What Characterizes the 21st Century Clinically Excellent Clinician?

Takeaway

The truly clinically excellent clinician of tomorrow cannot only give excellent care one-on-one to each patient they encounter. They also need to have the knowledge and skills that enable them to work collaboratively and effectively to improve the healthcare systems in which they work.

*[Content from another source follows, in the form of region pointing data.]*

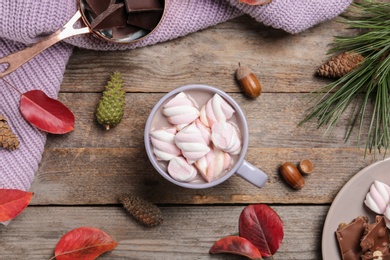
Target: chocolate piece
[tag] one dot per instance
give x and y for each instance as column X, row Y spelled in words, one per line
column 113, row 17
column 348, row 237
column 142, row 5
column 147, row 20
column 98, row 6
column 375, row 238
column 122, row 32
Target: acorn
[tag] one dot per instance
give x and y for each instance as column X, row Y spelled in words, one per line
column 306, row 167
column 248, row 82
column 142, row 210
column 291, row 175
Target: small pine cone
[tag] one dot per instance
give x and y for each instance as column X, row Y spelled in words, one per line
column 144, row 211
column 340, row 65
column 8, row 140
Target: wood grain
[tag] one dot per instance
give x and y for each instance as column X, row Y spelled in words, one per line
column 186, row 233
column 82, row 176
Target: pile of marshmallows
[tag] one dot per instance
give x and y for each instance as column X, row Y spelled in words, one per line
column 199, row 140
column 378, row 200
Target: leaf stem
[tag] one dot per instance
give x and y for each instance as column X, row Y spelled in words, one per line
column 9, row 84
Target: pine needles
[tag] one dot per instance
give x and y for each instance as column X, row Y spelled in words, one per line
column 368, row 84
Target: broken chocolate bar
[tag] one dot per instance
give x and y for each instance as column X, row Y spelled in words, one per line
column 375, row 238
column 98, row 6
column 348, row 238
column 147, row 20
column 113, row 17
column 144, row 5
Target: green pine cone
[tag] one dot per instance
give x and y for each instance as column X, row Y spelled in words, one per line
column 112, row 103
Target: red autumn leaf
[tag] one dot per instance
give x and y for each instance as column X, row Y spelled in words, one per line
column 12, row 203
column 262, row 226
column 46, row 113
column 236, row 245
column 84, row 243
column 255, row 2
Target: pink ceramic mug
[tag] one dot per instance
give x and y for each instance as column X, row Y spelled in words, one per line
column 240, row 167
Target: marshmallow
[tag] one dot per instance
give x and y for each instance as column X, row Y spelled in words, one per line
column 204, row 130
column 181, row 170
column 213, row 164
column 225, row 136
column 215, row 110
column 387, row 216
column 180, row 111
column 164, row 146
column 191, row 143
column 378, row 197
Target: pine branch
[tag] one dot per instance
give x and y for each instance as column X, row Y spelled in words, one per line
column 368, row 83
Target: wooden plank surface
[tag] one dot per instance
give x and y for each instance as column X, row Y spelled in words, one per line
column 83, row 173
column 187, row 232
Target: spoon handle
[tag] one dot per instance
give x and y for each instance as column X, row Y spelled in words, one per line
column 17, row 59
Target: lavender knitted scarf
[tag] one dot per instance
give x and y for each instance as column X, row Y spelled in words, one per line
column 23, row 22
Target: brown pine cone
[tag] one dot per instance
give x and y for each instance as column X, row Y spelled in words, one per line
column 8, row 140
column 340, row 65
column 142, row 210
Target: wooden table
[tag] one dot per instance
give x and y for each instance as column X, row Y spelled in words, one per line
column 83, row 173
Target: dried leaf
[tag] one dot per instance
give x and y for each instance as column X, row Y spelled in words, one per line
column 84, row 243
column 255, row 2
column 262, row 226
column 46, row 113
column 236, row 245
column 12, row 203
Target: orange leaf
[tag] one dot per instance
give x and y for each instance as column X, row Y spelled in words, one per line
column 84, row 243
column 236, row 245
column 46, row 113
column 13, row 202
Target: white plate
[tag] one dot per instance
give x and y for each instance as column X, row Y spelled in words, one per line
column 348, row 204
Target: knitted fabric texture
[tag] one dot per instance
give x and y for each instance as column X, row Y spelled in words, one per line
column 27, row 21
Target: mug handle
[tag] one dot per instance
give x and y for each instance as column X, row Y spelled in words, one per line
column 252, row 174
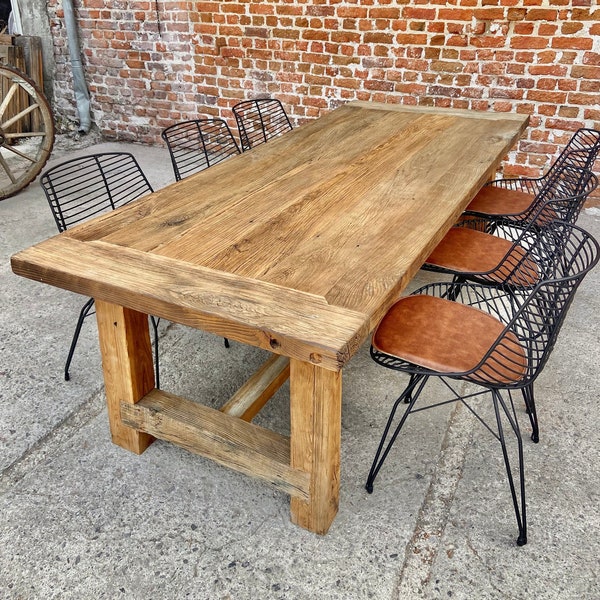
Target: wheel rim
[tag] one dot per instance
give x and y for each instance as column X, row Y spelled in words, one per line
column 26, row 131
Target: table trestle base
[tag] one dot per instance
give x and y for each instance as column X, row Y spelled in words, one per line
column 227, row 440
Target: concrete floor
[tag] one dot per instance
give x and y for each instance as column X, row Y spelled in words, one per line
column 83, row 519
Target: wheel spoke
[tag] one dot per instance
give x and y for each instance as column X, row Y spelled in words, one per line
column 24, row 134
column 23, row 152
column 19, row 116
column 19, row 153
column 7, row 169
column 9, row 96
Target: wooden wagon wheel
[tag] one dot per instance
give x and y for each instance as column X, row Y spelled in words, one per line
column 26, row 131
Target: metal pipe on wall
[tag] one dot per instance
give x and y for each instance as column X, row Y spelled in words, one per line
column 82, row 95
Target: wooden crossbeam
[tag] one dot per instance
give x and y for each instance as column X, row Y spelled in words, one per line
column 234, row 443
column 247, row 402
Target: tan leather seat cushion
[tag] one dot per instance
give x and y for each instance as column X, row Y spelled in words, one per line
column 464, row 250
column 492, row 200
column 448, row 337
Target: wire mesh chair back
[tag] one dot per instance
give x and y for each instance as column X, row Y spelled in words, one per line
column 531, row 258
column 563, row 197
column 85, row 187
column 581, row 151
column 531, row 320
column 198, row 144
column 260, row 120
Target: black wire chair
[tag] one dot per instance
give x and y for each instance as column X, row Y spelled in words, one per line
column 198, row 144
column 516, row 254
column 519, row 200
column 85, row 187
column 497, row 340
column 259, row 120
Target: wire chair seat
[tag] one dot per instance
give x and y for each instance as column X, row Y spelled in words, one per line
column 516, row 254
column 488, row 336
column 198, row 144
column 85, row 187
column 259, row 120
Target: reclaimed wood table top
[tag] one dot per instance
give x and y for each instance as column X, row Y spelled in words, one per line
column 298, row 246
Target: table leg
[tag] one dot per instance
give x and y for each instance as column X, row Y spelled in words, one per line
column 316, row 408
column 128, row 368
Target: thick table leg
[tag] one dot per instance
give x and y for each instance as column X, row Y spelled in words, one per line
column 316, row 408
column 128, row 368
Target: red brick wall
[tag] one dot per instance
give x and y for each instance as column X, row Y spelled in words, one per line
column 147, row 68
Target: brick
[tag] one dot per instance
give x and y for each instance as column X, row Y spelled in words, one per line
column 529, row 42
column 578, row 43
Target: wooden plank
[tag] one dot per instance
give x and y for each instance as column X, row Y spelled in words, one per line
column 128, row 368
column 280, row 320
column 229, row 441
column 461, row 112
column 315, row 411
column 247, row 402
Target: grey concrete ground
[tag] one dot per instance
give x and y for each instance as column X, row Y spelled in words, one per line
column 83, row 519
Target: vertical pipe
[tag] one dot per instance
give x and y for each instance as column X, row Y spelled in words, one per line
column 82, row 96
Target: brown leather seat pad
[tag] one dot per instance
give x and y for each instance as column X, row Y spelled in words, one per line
column 448, row 337
column 492, row 200
column 465, row 250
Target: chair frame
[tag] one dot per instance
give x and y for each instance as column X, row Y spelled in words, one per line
column 534, row 319
column 560, row 198
column 580, row 151
column 269, row 113
column 107, row 176
column 198, row 144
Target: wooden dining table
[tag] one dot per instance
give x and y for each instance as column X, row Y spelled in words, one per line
column 298, row 247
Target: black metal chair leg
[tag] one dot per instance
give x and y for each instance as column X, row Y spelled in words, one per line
column 82, row 315
column 530, row 404
column 519, row 513
column 415, row 380
column 155, row 321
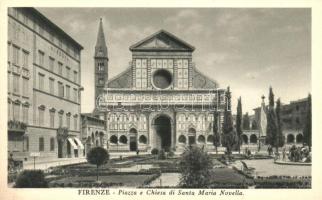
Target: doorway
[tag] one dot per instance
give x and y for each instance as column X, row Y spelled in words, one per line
column 162, row 126
column 133, row 139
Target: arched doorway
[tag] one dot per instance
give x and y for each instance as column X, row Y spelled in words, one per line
column 133, row 139
column 290, row 138
column 192, row 136
column 253, row 139
column 162, row 125
column 299, row 138
column 60, row 148
column 244, row 139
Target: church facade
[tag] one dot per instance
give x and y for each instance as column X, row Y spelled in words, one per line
column 160, row 101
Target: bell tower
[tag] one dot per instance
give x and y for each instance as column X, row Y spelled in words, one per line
column 100, row 61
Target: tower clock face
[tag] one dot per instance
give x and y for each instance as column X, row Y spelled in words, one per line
column 100, row 52
column 162, row 79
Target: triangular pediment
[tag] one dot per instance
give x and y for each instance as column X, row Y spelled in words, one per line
column 162, row 41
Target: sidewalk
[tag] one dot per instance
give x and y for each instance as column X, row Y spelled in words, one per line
column 57, row 162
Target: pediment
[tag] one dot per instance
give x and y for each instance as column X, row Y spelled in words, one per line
column 162, row 41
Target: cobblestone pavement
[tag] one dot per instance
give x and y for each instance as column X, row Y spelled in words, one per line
column 268, row 168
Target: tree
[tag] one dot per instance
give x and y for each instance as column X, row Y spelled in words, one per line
column 307, row 131
column 196, row 168
column 97, row 156
column 254, row 125
column 271, row 130
column 239, row 119
column 279, row 136
column 216, row 132
column 246, row 122
column 31, row 179
column 229, row 136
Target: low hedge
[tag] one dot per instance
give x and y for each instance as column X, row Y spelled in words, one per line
column 31, row 179
column 282, row 182
column 149, row 180
column 86, row 184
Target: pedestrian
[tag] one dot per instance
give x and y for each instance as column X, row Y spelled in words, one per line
column 284, row 153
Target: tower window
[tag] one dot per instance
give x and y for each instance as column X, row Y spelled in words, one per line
column 100, row 66
column 100, row 81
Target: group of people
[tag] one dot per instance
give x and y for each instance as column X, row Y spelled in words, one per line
column 295, row 154
column 299, row 154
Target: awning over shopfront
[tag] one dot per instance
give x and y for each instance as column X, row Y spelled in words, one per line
column 79, row 143
column 71, row 141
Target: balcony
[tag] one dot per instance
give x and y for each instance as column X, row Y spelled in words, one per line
column 16, row 126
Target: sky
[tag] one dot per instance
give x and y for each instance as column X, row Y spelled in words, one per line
column 248, row 49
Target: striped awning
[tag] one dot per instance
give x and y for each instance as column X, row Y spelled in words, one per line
column 71, row 141
column 79, row 143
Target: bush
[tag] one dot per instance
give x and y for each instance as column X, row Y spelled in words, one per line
column 31, row 179
column 161, row 155
column 97, row 156
column 171, row 154
column 282, row 182
column 196, row 168
column 155, row 151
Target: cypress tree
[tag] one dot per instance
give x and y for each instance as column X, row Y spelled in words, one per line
column 216, row 132
column 307, row 131
column 271, row 130
column 229, row 136
column 246, row 122
column 239, row 119
column 279, row 138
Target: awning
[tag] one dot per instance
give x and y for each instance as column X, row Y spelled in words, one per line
column 71, row 141
column 79, row 143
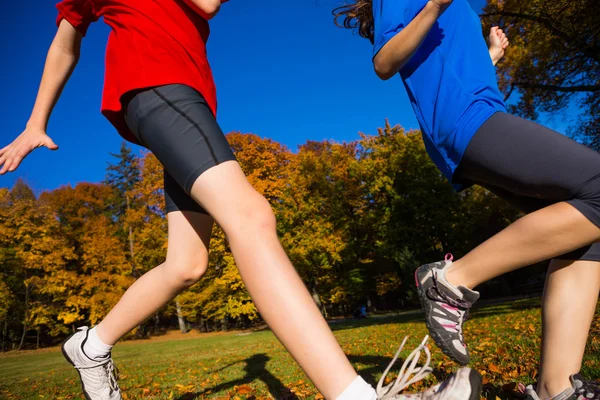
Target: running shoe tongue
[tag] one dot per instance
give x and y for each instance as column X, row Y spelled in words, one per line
column 576, row 381
column 469, row 296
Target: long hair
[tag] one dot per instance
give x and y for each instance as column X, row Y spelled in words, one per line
column 357, row 16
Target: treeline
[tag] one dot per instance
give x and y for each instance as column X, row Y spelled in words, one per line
column 355, row 218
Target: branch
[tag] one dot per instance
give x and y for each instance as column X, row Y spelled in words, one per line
column 555, row 88
column 512, row 87
column 589, row 52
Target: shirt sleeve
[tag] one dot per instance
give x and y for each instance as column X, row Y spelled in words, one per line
column 389, row 18
column 79, row 13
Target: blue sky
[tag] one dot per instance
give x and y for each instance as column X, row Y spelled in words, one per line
column 282, row 70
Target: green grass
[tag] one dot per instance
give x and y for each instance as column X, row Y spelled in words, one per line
column 504, row 343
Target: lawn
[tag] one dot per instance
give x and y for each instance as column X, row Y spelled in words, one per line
column 504, row 343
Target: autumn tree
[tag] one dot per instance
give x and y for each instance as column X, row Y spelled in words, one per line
column 122, row 177
column 553, row 59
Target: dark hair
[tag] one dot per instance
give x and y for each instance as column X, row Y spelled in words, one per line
column 357, row 16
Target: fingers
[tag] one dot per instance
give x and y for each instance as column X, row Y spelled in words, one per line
column 5, row 162
column 49, row 143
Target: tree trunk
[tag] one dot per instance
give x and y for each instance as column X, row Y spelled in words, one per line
column 25, row 318
column 156, row 324
column 131, row 247
column 318, row 301
column 182, row 326
column 4, row 335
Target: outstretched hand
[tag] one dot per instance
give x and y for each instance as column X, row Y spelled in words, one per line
column 442, row 4
column 498, row 43
column 12, row 155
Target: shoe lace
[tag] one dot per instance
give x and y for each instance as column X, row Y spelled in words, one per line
column 436, row 294
column 112, row 373
column 408, row 369
column 590, row 388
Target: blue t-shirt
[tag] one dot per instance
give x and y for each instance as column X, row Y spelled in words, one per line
column 450, row 80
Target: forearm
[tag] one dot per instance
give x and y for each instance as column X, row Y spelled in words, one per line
column 399, row 50
column 60, row 63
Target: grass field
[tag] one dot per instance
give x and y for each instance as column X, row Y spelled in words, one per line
column 504, row 343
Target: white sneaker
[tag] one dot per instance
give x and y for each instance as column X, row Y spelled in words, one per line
column 465, row 384
column 98, row 377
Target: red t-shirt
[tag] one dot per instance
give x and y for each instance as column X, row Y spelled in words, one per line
column 151, row 43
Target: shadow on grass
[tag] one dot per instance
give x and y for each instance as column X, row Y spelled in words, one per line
column 255, row 369
column 482, row 311
column 372, row 366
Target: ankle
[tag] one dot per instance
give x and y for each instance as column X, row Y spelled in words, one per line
column 94, row 347
column 549, row 388
column 454, row 277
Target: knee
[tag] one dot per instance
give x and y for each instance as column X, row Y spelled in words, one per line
column 254, row 217
column 186, row 270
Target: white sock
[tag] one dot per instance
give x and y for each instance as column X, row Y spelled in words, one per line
column 95, row 348
column 358, row 390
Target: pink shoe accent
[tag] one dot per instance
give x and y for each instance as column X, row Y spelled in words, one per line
column 416, row 280
column 449, row 307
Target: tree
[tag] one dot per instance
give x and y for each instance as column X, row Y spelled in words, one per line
column 553, row 59
column 122, row 177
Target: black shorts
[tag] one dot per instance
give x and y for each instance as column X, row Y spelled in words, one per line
column 533, row 167
column 177, row 126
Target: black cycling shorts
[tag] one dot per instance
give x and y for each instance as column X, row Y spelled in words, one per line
column 177, row 126
column 533, row 167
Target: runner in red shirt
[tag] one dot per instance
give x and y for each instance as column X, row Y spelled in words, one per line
column 159, row 92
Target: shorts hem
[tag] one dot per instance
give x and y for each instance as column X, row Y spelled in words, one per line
column 196, row 172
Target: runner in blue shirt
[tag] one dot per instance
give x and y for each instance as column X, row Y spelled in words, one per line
column 438, row 50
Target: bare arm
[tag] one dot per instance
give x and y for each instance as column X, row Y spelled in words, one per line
column 206, row 8
column 60, row 63
column 498, row 42
column 399, row 49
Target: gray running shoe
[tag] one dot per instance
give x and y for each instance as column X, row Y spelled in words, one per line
column 98, row 377
column 465, row 384
column 579, row 390
column 446, row 308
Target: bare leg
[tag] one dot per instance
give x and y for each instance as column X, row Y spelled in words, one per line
column 187, row 260
column 275, row 287
column 541, row 235
column 568, row 308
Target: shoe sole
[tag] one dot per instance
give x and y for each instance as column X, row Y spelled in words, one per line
column 432, row 332
column 62, row 348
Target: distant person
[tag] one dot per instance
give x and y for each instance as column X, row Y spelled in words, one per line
column 447, row 69
column 159, row 93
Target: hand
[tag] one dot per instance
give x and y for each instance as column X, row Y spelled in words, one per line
column 31, row 138
column 441, row 4
column 498, row 43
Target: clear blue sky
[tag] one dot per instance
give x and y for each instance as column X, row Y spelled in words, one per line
column 282, row 69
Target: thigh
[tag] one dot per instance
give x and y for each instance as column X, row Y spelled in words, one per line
column 528, row 205
column 176, row 125
column 176, row 199
column 189, row 236
column 527, row 159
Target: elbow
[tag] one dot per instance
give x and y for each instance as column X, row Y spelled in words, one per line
column 207, row 8
column 383, row 70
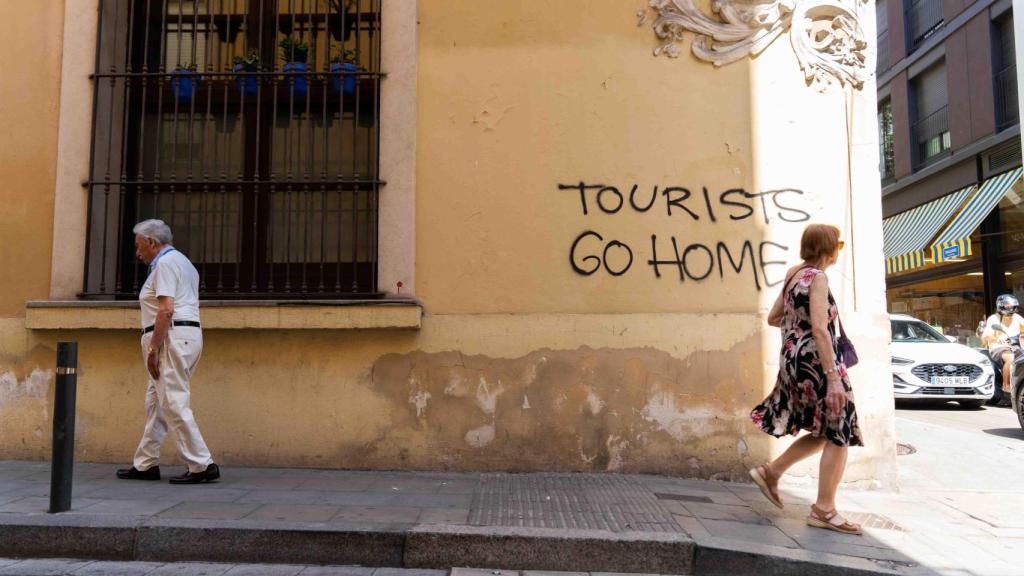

In 2013, Dr. Catherine Lucey pointed out that it is insufficient to be a personally expert sovereign physician, the type of physician we have been training for over a century. The physician of tomorrow should also be a collaboratively effective systems physician as well. Most, if not all of us, have worked in systems that hinder the accomplishment of great health outcomes for the populations of patients we care for, whether it is caring for diabetic patients, ensuring the best surgical outcomes, transitioning patients between sites of care, or something else. These systems also reduce the joy of medicine and increase burnout.

 

At a community or societal level, it has been made abundantly clear that the U.S. healthcare system delivers suboptimal and comparatively poor health outcomes. What Dr. Lucey is talking about has been taken up by numerous educators and healthcare leaders, who advocate for training physicians not only in basic and clinical science but also health systems science.  The latter includes healthcare delivery and process, systems design, quality improvement, clinical informatics and technology, population health, high value health care, patient safety, teamwork and collaboration, social determinants of health, leadership,and systems thinking and complexity science.

 

Going forward, truly excellent physicians / healthcare providers should be skilled in working with others to develop and advocate for healthcare systems, at least at the local level, that improve patient outcomes. This is a challenge for health professional education and healthcare delivery systems at all levels. It is also a challenge for each of us individually to develop the skills that help us to effectively contribute to systems improvement.

 

What one can do to improve health systems will vary depending on one’s expertise in the various health systems sciences and position in the health system.

 

Here are 3 things almost all of us can do as clinicians:

 

1.Observe

Wear a health systems hat: notice a health systems issue that, if addressed, could improve health outcomes.

 

2.Think

Think of possible / feasible systems improvements

 

3.Partner

Collaborate with others who have interest, expertise, or position within the system to achieve better outcomes.

 

In so doing, we may improve our skills as a “collaboratively effective systems physician.”